Ему не помогло цыканье:
– Ты вздумала меня шантажировать?
Она ухмыльнулась:
– Конечно!
И засверкали ее зубы и глаза.
Эта широкая улыбка была настолько подлой, что ему сделалось страшно, он ощутил ее неотразимость. Он втолкнул Джульетту в подъезд, дрожа при мысли, что кто-нибудь может пройти мимо и увидеть его в таком обществе. Да, принцесса Тебаб выглядела ужасно неприглядно. Фетровая шапчонка, надвинутая глубоко на лоб, и обносившийся тесный жакет были того же едко-зеленого цвета, что и высокие блестящие сапожки. Вокруг шеи болталось боа из грязных лохматых белых перьев. Над этим жалким убором темнело широкое лицо с толстыми обветренными губами и плоским носом.
– Сколько тебе? – спросил он резко. – У меня у самого сейчас нет денег…
Она ответила почти лукаво:
– Деньгами ты не отделаешься, обезьянка моя сахарная. Ты должен меня посещать.
– Что это тебе взбрело? – пробормотал он дрожащими губами. – Я женат…
Но она оборвала его:
– Не болтай ерунды, осел. Госпожа супруга тебе не может дать того, в чем ты нуждаешься. Я ведь ее понаблюдала, твою Барбару.
(Откуда ей было известно ее имя? Невинное обстоятельство – что она знала ее имя, наполнило Хендрика суеверным страхом.)
– Кишка у нее тонка, – добавила принцесса Тебаб, дико вращая глазами.
У Хендрика от страха выступил на лбу холодный пот, когда он подумал, что черномазая обзовет его Барбару, дочь Брукнера, «недоделанной». Но Джульетта явно не была склонна продолжать эту теоретическую беседу. Грозным тоном, требовавшим немедленного и точного ответа, она спросила:
– Ну, когда же ты придешь?
В чердачной комнате – серой и совершенно пустой, украшенной лишь репродукцией рафаэлевской мадонны, которая только подчеркивала нищету, – снова начались страшные упражнения, раньше исполнявшиеся на фоне декораций буржуазной комнаты в квартире консульши Мёнкеберг. Молодой супруг вновь дышал чуждым, но и родным запахом, настоянным на самых дешевых духах, смешанных с дыханием джунглей. Он вновь подчинялся грубому лающему голосу, хлопкам, ритмичному топанью учительницы. Здесь он вновь декламировал французские стихи, когда, стоная в изнеможении, он валился на твердые нары, служившие ложем дочери вождя. Но теперь эти мрачные празднества, которым Хефген, как и раньше, предавался два раза в неделю, приводили к новой, отвратительной кульминации. Когда все кончалось и фрейлейн Джульетта оставляла своего удовлетворенного и измученного ученика в покое, Хендрик в этой каморке, перед этой женщиной заводил разговор о своей жене Барбаре.
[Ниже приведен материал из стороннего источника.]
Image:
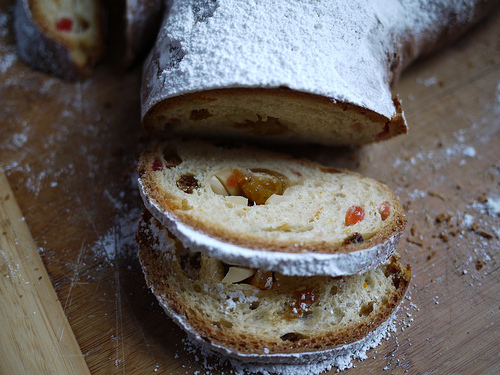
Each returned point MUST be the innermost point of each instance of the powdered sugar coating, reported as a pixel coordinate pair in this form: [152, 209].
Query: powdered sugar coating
[341, 50]
[293, 264]
[280, 363]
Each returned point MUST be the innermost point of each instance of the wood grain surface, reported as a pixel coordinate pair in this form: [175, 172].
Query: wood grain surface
[69, 151]
[32, 320]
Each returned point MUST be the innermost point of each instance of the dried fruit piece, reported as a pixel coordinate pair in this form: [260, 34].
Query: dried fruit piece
[65, 24]
[157, 166]
[303, 301]
[292, 336]
[385, 210]
[187, 183]
[354, 238]
[354, 215]
[227, 179]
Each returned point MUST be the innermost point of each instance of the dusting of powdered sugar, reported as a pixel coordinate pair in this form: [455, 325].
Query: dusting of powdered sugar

То, что он скрывал от скромно-испытующего и ревниво-напряженного любопытства своей приятельницы Гедды фон Герцфельд, то, что он скрывал от дружеского любопытства своего единомышленника Отто Ульрихса, в том признавался он Черной Венере, которая одна могла называть его Гейнцем: ей он исповедовался в том, как страдал из-за Барбары. С ней, и только с ней, он заставлял себя быть искренним. Он ничего не скрывал от нее, даже своего позора. Когда фрейлейн Мартене узнала о его фиаско в постели, о его супружеском позоре, она смеялась долго, грубо, от всей души. Хендрик корчился от этого смеха, он был ему страшнее самых страшных побоев. А дочь вождя ухмылялась:
– Ну, если это так, моя радость, если все и вправду так, не жди от своей красавицы особенного уважения.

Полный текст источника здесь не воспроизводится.